例えば、AWS OpsWorks ではブラウザ上から簡単に環境変数の変更、デプロイによる反映が行なえ、ものの数ステップでメンテナンスモードへの移行が完了します。
また、この機能を実現するために必要な Rails の設定も非常に簡素な点もメリットです。
「そんな大掛かりなことしたくなくて、一定期間 503 が返れば良いんだけど……」というケースに最適だと思います。
デメリット
以下に実現できることとして書きますが、実現方法も切替時の設定方法も非常にシンプルなため、機能自体もシンプルです。
Rails アプリ側でもっと複雑な制御がしたいんだけど……というケースであれば biola/turnout のような gem を利用するのが良いかもしれません。
実現できること
- 環境変数を用いて以下の設定が可能
- メンテナンスモードの ON/OFF
- IP アドレスによるホワイトリストの指定
実現方法
以下の設定を app/controllers/application_controller.rb に追加するだけで完了です。
class ApplicationController < ActionController::Base
before_action :render_503_except_for_whitelisted_ips, if: :maintenance_mode?
def maintenance_mode?
ENV["MAINTENANCE_MODE"] == "true"
end
def render_503_except_for_whitelisted_ips
ips_in_whitelist = (ENV["ALLOWED_IPS"] || "").split(",")

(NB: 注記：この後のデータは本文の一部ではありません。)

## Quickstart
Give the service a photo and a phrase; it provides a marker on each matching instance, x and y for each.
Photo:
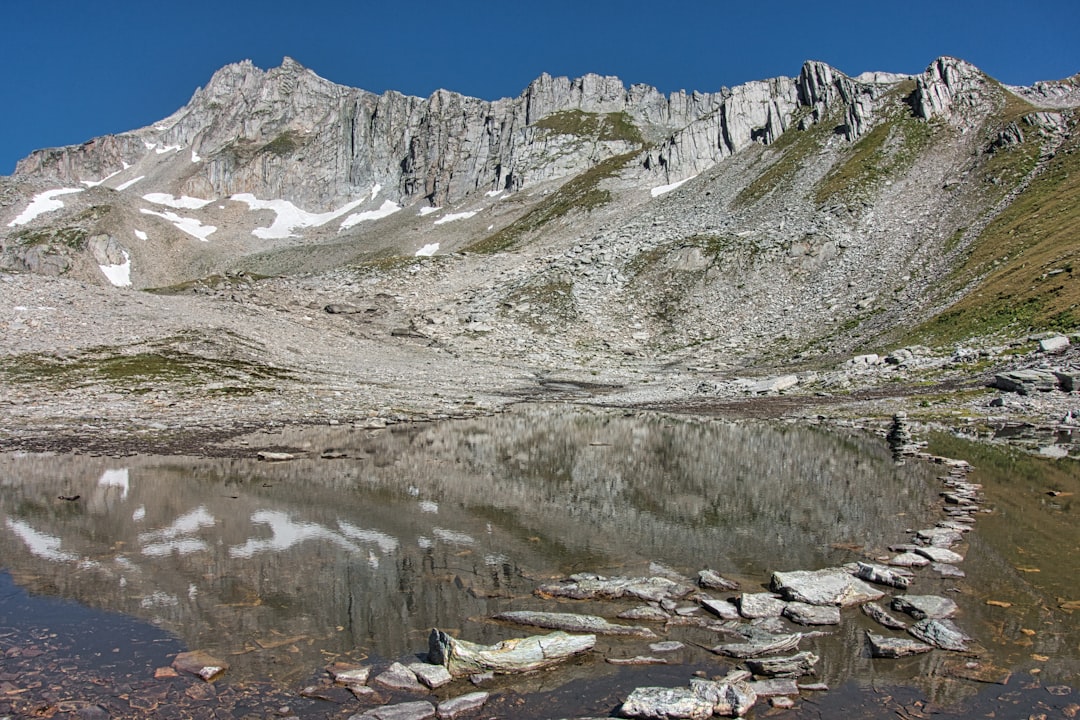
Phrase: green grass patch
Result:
(142, 371)
(581, 193)
(593, 125)
(890, 148)
(1026, 258)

return if ips_in_whitelist.include?(request.remote_ip)
render(
file: Rails.public_path.join("503.html"),
content_type: "text/html",
layout: false,
status: :service_unavailable,
)
end
end
また、ここでは public/503.html を読み込むようにしていますので、必要に応じて変更してください。
利用方法
以下の環境変数を設定し、それを反映するだけです。
キー | 値 |
---|---|
MAINTENANCE_MODE | "true" を設定するとメンテナンスモードへ移行します |
ALLOWED_IPS | アクセスを許可したい IP アドレスをカンマ区切りで指定します |
rails server
を使った例だと、以下のようになります。
$ MAINTENANCE_MODE=true ALLOWED_IPS=192.168.145.2,192.168.145.3 bin/rails s -b 0.0.0.0
以上、とっても簡単!
まとめ
環境変数を利用すると楽ちん!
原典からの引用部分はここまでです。